Perché da quel punto in poi il ragazzino crescerà fisicamente e tecnicamente, fino a pungolare l'appetito dei club di First Division. Lo prende l'Aston Villa, ma lui se ne infischia del balzo atomico di categoria. Tra il 1988 e il 1991 segnerà 50 gol in 121 gare e diventerà pure la rivelazione di Italia '90. David è un centrocampista offensivo estremamemente prolifico, ma non è tutto. Fabbrica quantità siderali di assist. Viene a legare il gioco tra la difesa e l'attacco. Palla in cassaforte e intuizioni luccicanti.

Così, nell'estate 1991, squilla un telefono da Bari. L'asse è con Birmingham. Il gruzzolo sborsato per assicurarsi il talento pari a 12 miliardi delle vecchie lire. Del resto la Premier League sorgerà soltanto nel 1992 e sarà ancora per un pezzo un campionato secondario, rispetto al nostro. Platt fa le valigie. La Puglia è incisa nel suo destino. La stagione però, contro le legittime aspettative della partenza, esce fuori sghemba. Travagliata. Platt piazza 15 centri tra campionato e coppa Italia, ma il fosforo che immette nel club non è sufficiente a trarlo in salvo dalle limacciose acque della serie B. La piazza è frastornata, lui pure. Una cosa è certa: un cavallo di razza del genere non può scendere in purgatorio.

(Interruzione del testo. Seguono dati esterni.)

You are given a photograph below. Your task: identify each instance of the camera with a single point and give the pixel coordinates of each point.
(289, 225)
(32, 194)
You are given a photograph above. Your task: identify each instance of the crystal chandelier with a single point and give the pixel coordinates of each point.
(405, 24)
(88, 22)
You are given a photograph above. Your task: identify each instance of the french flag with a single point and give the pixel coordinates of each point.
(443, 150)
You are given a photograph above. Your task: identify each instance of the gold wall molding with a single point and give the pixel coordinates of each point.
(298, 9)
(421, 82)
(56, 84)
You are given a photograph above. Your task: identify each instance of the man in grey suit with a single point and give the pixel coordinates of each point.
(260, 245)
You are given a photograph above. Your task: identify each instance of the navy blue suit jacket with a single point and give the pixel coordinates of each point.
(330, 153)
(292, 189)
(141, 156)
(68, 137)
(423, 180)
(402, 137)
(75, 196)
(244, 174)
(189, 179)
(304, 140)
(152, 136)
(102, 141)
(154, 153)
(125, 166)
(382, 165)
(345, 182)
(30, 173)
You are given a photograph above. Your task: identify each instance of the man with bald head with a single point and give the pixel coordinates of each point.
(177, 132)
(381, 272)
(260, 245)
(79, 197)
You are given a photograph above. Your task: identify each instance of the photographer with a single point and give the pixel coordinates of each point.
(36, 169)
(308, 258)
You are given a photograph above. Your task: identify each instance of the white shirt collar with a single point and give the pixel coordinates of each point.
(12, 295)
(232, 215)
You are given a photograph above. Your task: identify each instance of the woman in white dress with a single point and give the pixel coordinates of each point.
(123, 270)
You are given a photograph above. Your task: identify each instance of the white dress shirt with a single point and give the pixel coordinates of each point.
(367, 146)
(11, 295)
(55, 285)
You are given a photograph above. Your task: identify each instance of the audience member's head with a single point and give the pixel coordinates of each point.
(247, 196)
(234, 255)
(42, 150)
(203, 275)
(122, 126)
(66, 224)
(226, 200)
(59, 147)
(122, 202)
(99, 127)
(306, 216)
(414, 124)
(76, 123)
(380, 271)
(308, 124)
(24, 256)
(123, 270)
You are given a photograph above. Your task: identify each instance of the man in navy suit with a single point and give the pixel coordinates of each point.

Gli telefona allora Roberto Mancini: "Dai, vieni alla Samp, ti aspettiamo". Niente da fare, almeno per il momento, perché l'illuminato inglese decide di cedere alle lusinghe della Juventus, che lo acquista per 13 miliardi. Scelta sbagliata, stavolta, ma lui non può saperlo prima di scendere in campo. Il fatto è che alla Juve la filosofia è differente. Qui conta soltanto vincere e il gioco effervescente è un ammenicolo di cui si può pure fare a meno. Per cogliere l'obiettivo, i patti sono chiari: ognuno deve presidiare la sua zolla. Ti saluto libertà tattica. Addio incursioni letali in zona gol. Platt è mortificato da un posizionamento che ne diluisce le qualità e finisce per immalinconirsi. Anche se partecipa al successo bianconero in coppa Uefa, trovare una maglia da titolare in campionato risulta complesso. Solo 16 presenze e 3 gol. Andarsene è più che necessario.

Con un leggero ritardo arriva a Genova, sponda Sampdoria. Qui, ammetterà lui stesso, si materializzeranno le sue migliori stagioni italiane.

Sotto la guida di Sven-Goran Eriksson torna a liberarsi da penalizzanti compiti difensivi e sboccia di nuovo. Solleverà con i compagni la coppa Italia 1993/94 e segnerà diciassette gol in due anni, prima di tornare in Inghilterra, stavolta all'Arsenal. Una campagna inglese in Italia decisamente di successo.